American rifleman (1809–1836)

Burr Harrison Duval (1809 – March 27, 1836) was the commander of the Kentucky Mustangs, First Regiment Volunteers, a group of Kentucky long-riflemen formed in Bardstown, Kentucky, in November 1835 during the Texas Revolution. He and hundreds of others surrendered to the Mexican army at Goliad, Texas, only to be executed in the Goliad Massacre.

==Early life and family==
Burr H. Duval was the son of William Pope Duval and Nancy Hynes. He was born in 1809 in Bardstown. William Pope Duval was the first and longest-serving (twelve years) Territorial Governor of Florida. Burr Duval's brother, John Crittenden Duval (1816–1897), who later became a writer, was captured with him at Goliad; however, his life was spared. Another brother, Thomas Howard DuVal (1813–1880), had a distinguished judicial career in Texas.
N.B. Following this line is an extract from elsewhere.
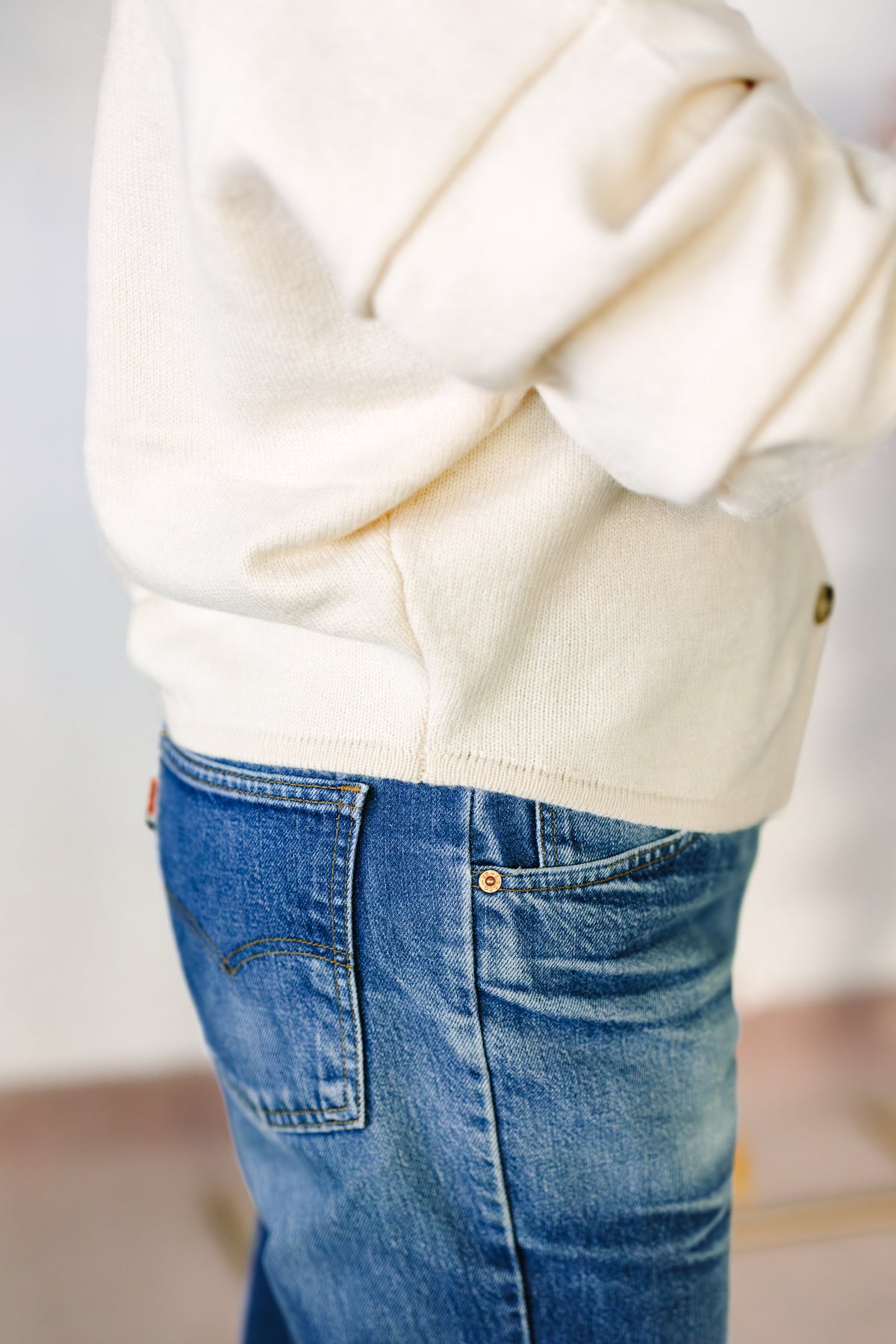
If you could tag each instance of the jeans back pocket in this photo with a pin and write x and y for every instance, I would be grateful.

He attended St. Joseph's College in Bardstown.

==Texas Revolution==
After forming the Kentucky Mustangs, the group traveled to Texas to fight for independence from Mexico. They arrived at Quintana, Texas, in December 1835. Duval and his company were put under the command of Colonel James Walker Fannin, with Duval given the rank of captain.
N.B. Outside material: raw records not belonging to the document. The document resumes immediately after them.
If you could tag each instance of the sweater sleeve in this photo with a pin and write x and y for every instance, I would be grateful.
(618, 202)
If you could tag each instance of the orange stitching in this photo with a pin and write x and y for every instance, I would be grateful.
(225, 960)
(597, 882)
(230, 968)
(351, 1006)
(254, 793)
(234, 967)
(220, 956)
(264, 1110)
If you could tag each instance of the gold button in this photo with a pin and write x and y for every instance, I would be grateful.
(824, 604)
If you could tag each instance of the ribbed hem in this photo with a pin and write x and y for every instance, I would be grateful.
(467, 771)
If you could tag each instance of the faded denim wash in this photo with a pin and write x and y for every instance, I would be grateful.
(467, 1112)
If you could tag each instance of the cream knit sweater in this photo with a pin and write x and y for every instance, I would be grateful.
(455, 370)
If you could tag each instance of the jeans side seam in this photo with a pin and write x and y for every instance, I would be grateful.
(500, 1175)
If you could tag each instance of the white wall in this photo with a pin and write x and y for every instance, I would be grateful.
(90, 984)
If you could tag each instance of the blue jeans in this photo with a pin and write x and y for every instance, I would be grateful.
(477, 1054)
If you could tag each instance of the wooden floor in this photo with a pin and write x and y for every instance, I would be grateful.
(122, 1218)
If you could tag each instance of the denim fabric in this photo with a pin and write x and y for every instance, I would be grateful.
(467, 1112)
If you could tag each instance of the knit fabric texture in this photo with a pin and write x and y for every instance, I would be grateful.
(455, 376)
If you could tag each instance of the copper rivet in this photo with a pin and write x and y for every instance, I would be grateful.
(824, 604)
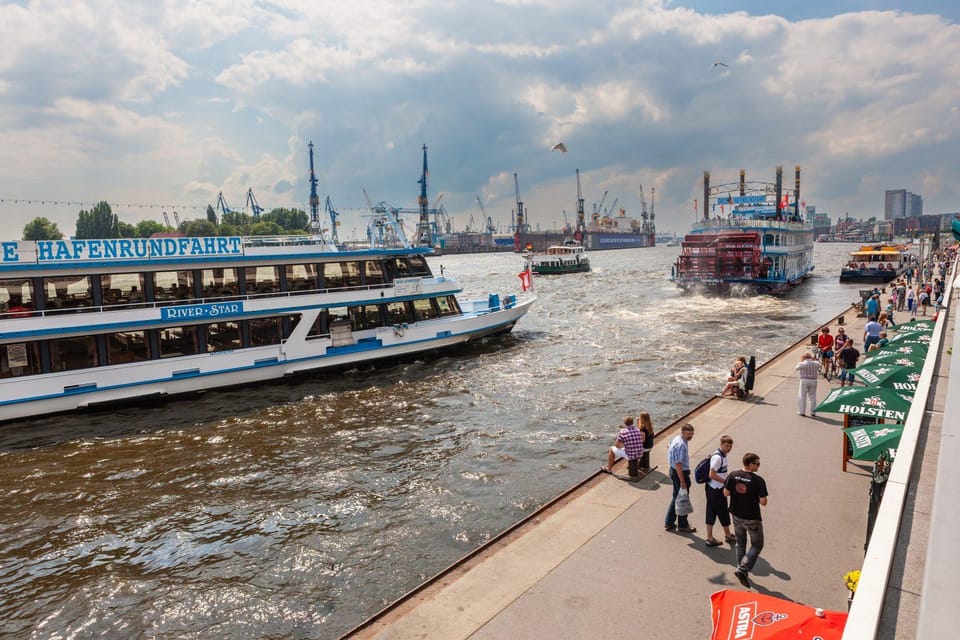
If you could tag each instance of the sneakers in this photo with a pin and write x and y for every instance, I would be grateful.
(742, 577)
The Mustangs, along with the five other companies under Fannin's command, were in Goliad, Texas, on March 14, 1836, when they received orders from Commander-in-Chief of the Texas Army Sam Houston to retreat to Victoria, Texas. Fannin delayed the retreat from Presidio La Bahia in Goliad, waiting for reinforcements.
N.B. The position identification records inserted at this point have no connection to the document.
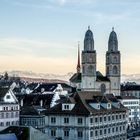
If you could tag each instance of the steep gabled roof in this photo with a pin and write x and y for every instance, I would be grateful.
(3, 92)
(82, 106)
(46, 87)
(76, 78)
(32, 110)
(35, 99)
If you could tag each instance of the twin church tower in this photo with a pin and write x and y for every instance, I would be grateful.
(88, 78)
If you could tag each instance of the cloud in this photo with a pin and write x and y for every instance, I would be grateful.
(21, 47)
Once it was learned that the reinforcements had been defeated on their way to Goliad, Colonel Fannin ordered the retreat. Captain Duval and his men began to retreat with the regiment, however, by the time the order came, the Mexican army under the command of José de Urrea had completely surrounded the town of Goliad. Duval and all of the men under Fannin's command were forced to surrender to the Mexican army on March 19, 1836.

A week following the surrender, Antonio López de Santa Anna ordered the execution of most of the captured men. Colonel Fannin, Burr Duval and almost 400 other men were executed on March 27 in what became known as the Goliad Massacre.

==Honors==
Duval County, Texas, is named after him.